Wednesday, January 22, 2014

Florida Baptist Conv hit with $12.5mil judgment in sex abuse case

The Florida Baptist Convention plans to appeal a jury's decision to award $12.5 million in damages in a lawsuit claiming Baptist officials didn't check far enough into the background of a church planter convicted in 2007 of sexually abusing a 13-year old boy.
 Bob Allen of Associated Baptist Press has the story on this: Florida Baptists to appeal abuse award. He has done more to publicize sex abuse in churches than any other Baptist I know of.

Baptist Press almost never carries stories involving sex abuse in SBC churches or involving SBC entities but they used the Florida Baptist Witness article on this one: Fla. convention to appeal jury judgment.

Another jury in May 2012 found the Florida Baptist Convention liable for running criminal, credit and background checks but neglecting to check references before helping Myers plant two now-defunct churches with training, financial aid and what the lawsuit termed implied endorsement by reporting news of his endeavor in the Baptist state newspaper.
The perp in the case was an officially sanctioned church planter for the Florida Baptist Convention who received funding, insurance, and other institutional support from the FBC and was working in an area where he was given office space by the local association. He started two churches there before he was convicted in 2012 of abusing a child.The damages were awarded after a second trial, completed this month.

I wrote on the original case back in 2012.

There are three things important about this case, aside from the main issue of children being abused by a miscreant Southern Baptist minister.

1. Local church autonomy and connectionalism is in jeopardy

It has long been the position, rightly so in my view, that associations, state conventions, and the SBC cannot be held liable for the acts of ministers hired, supervised, and fired by any of the almost 50k local SBC churches and missions.
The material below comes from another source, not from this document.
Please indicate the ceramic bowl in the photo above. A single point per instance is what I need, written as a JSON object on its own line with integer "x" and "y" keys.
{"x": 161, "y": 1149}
The Florida jury found the state convention to have liability because they failed to check the abuser's references and former places of service.

The perp has no money. The two churches he started in Florida are defunct. If there is any money to be found to award to victims it has to come from some higher level. The FBC has money. Although it is confident (read "slam dunk" in the comments of the FBC lawyer) it will win on appeal, I daresay that these are uncomfortable times for the state convention.

2. There are gaps in our autonomous system that make it rather easy for criminals like this man to move around without being caught and to victimize more children.

While the abuser was serving a church in Alabama, a deacon became suspicious when the pastor "surrounded himself with preteen boys" and on one trip made the boys swim nude. The concerned deacon took the matter to the church which split over the matter and the pastor left. 

But get this. The deacon who pushed the matter "asked his pastor to alert directors of missions in his association and two neighboring counties about his suspicions." God bless a deacon like that. There was no arrest, no confession by the perp,  and no conviction.  

Should Southern Baptists have some sort of arrangement whereby credible accusations could be referred, kept, and consulted? 

3. Those entities which provide funding for church planters and other non-employee positions should tighten up their vetting process. 

A few phone calls to former churches likely would have smoked this abuser out.

Somewhere, at some point, some SBC entity is going to be in the position of paying millions for a sex abuse case involving a local church. The FBC is confident this is not the case (the jury made a finding that the abuser was NOT an employee of the FBC, yet still assessed them for damages). 


Peter Reilly CPA said...

It might be worth studying the whole trajectory that this matter took with the Catholic Church. At some point and it really should be sooner the denomination should be looking at what it can do to help victims heal rather than focusing on defending itself financially.

The fact that you have a different polity does not change that you are supposed to be unified somehow in a spiritual sense. So shouldn't the first response be about what can be done to help the victims?

William said...

The 'go to' folks for some of these articles might be less than fair in their assessments of SBC actions or inaction. There has been a considerable change in denominational attitudes toward clergy sex abuse in the last 15 years or more.

There are marked and substantial differences between Baptists and Roman Catholics in regard to hiring, supervising, and firing ministers. The case in question here was one where several levels of SBC life were involved; hence, the jury's conclusion of liability.

I have followed and written on these things for some years and I would agree that far too many cases where an SBC church that has a minister who is accused of abuse their initial responses are to cover up, excuse, keep quiet, and protect the perp rather than to help the victims.